The following quotes provide good examples of how to write about transcription:

The interviews, which were conducted in the native language of the interviewees by six female Hebrew-Arabic-speaking interviewers, were recorded, translated, and transcribed verbatim. […] Immediately following the interview, each interviewer transcribed and translated her interviews into Hebrew. In this manner, we sought to achieve a translation that was as close as possible to the interviewer’s insights regarding the participants, and we regarded the interviewers as active agents in the creation of knowledge. (Yanay-Ventura et al., 2020, p. 6)

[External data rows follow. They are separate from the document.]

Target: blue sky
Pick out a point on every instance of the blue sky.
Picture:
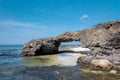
(23, 20)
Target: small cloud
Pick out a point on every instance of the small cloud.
(83, 17)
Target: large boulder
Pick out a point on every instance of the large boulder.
(104, 43)
(40, 47)
(103, 40)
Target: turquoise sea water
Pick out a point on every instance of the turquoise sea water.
(48, 67)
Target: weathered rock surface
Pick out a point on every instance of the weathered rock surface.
(103, 40)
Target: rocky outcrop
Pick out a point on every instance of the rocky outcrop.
(103, 40)
(48, 45)
(104, 43)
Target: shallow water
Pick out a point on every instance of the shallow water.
(48, 67)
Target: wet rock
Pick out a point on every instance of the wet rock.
(113, 72)
(103, 40)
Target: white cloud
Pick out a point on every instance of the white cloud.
(83, 17)
(18, 24)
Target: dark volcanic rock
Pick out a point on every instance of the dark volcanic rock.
(103, 40)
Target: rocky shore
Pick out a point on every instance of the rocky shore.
(103, 40)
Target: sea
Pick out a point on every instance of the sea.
(46, 67)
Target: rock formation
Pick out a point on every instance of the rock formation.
(103, 40)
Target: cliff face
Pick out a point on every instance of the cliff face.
(103, 40)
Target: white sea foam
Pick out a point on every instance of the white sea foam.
(78, 49)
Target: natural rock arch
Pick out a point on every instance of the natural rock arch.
(98, 36)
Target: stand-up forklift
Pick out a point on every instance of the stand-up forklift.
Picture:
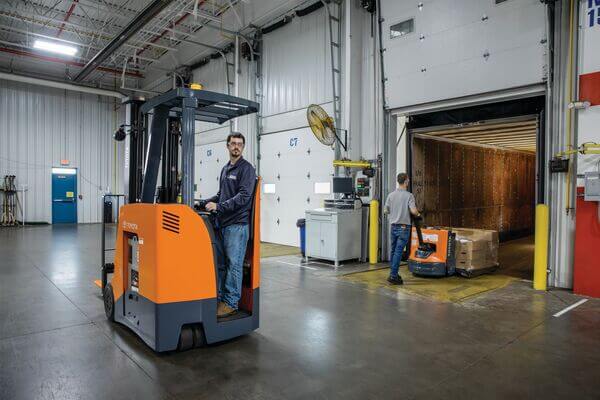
(164, 275)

Three Spanish speaking investigators transcribed all of the interviews from audio recording devices, checked each other’s transcription for accuracy, and analyzed the interviews using thematic analysis (Braun & Clarke, 2006). The transcribers observed the focus groups and took notes on participants’ voices and other identifying traits to help the transcription process go more smoothly. Researchers aided the transcribers in this regard by asking participants at the beginning of the focus groups to introduce themselves using a pseudonym and briefly remark upon how they preferred to spend their time. (Schwingel et al., 2017, p. 170)

In both of these examples, the authors treat the process of transcription as part of the broader research process, rather than as an automatic conversion of audio to text. While there is limited clarification about the type of transcription (beyond ‘verbatim’), the discussion of the subjective decision-making as part of the transcription process and acknowledgment of the agency of the individuals undertaking transcription increases transparency and therefore rigor.

Conclusions

Qualitative research can help us to understand some of the important issues impacting the third sector in ways that quantitative methods fall short of explaining, such as the ways that individuals and organizations make sense of public policy and societal challenges, how and why organizations design their services and activities in particular ways, and the intricacies of the relationships between boards, executives, staff and volunteers. Qualitative methods training stresses that an interpretivist epistemological position sees knowledge as socially constructed, yet transcription has slipped through the cracks of methodological examination in the process of creating and interpreting meaning.

In this short article, I sought to draw our attention to this important stage of qualitative data collection and analysis and call on third sector researchers to critically reflect upon transcription both in conducting research and in writing about it. I have focused primarily on the transcription of interviews, rather than focus groups or other multi-person events. All of the points raised in my framework transcription apply to these methods of data collection as well; however, there are further issues that need to be taken into consideration regarding focus groups that warrant further attention, such as the issues of power and accuracy of transcription when there are multiple people speaking and interrupting one another. Researchers employing multi-person recordings should therefore devote more time and consideration to transcription. Finally, technology continues to advance in the area of voice recognition, which may save researchers considerable time and/or money in transcription; however, I implore scholars to see transcription through an interpretivist rather than positivist lens, to ensure that the production of written transcripts is not approached as the creation of objective knowledge.